MyST Substitutions in Code Blocks#
The extension enables substitutions in standard code blocks:
# Install NeMo Curator version 0.25.7
helm install my-release oci://nvcr.io/nvidia/nemo-curator --version 0.25.7
kubectl get pods -n Curator-namespace
docker run --rm nvcr.io/nvidia/nemo-curator:0.25.7
pip install nemo-curator==0.25.7
Template Language Protection#
The extension intelligently protects template languages from unwanted substitutions:
Protected Languages#
These languages are treated carefully to preserve their native {{ }} syntax:
yaml,yml(Kubernetes, Docker Compose)helm,gotmpl,go-template(Helm charts)jinja,jinja2,j2(Ansible, Python templates)ansible(Ansible playbooks)handlebars,hbs,mustache(JavaScript templates)django,twig,liquid,smarty(Web framework templates)
Pattern Protection#
The extension automatically detects and preserves common template patterns:
{{ .Values.something }}(Helm values){{ ansible_variable }}(Ansible variables){{ item.property }}(Template loops){{- variable }}(Whitespace control){{ range ... }},{{ if ... }}(Control structures)
Mixed Usage Examples#
YAML with Mixed Syntax#
# values.yaml - MyST substitutions work alongside Helm templates
image:
repository: nvcr.io/nvidia/nemo-curator
tag: {{ .Values.image.tag | default "latest" }} # ← Helm template (preserved)

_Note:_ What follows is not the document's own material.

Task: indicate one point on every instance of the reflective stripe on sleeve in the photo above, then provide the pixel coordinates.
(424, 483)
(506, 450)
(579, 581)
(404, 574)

# Documentation URLs using MyST substitutions
downloads:
releaseUrl: "https://github.com/NVIDIA/NeMo-Curator/releases/download/v0.25.7/nemo-curator.tar.gz" # ← MyST substitution
docsUrl: "https://docs.nvidia.com/nemo-curator" # ← MyST substitution
supportEmail: "nemo-curator-support@nvidia.com" # ← MyST substitution
service:
name: {{ include "nemo-curator.fullname" . }} # ← Helm template (preserved)
env:
- name: CURATOR_VERSION
value: "{{ .Chart.AppVersion }}" # ← Helm template (preserved)
- name: DOCS_VERSION
value: "0.25.7" # ← MyST substitution
Ansible with Mixed Syntax#
# MyST substitutions for documentation
- name: "Install NeMo Curator version 0.25.7" # ← MyST substitution
shell: |
wget https://github.com/NVIDIA/NeMo-Curator/releases/download/v0.25.7/nemo-curator.tar.gz # ← MyST substitution
# Ansible templates preserved
when: "{{ ansible_distribution }} == 'Ubuntu'" # ← Ansible template (preserved)
notify: "{{ handlers.restart_service }}" # ← Ansible template (preserved)
Benefits#
Single Source of Truth: Update version numbers, URLs, and product names in one place (
conf.py)Template Safety: Won’t break existing Helm charts, Ansible playbooks, or other templates
Intelligent Processing: Only processes simple variable names, preserves complex template syntax
Cross-Format Support: Works in bash, python, dockerfile, and other code blocks
Maintainability: Reduces copy-paste errors and keeps documentation in sync with releases
The extension automatically handles the complexity of mixed template syntax, so you can focus on writing great documentation without worrying about breaking existing templates.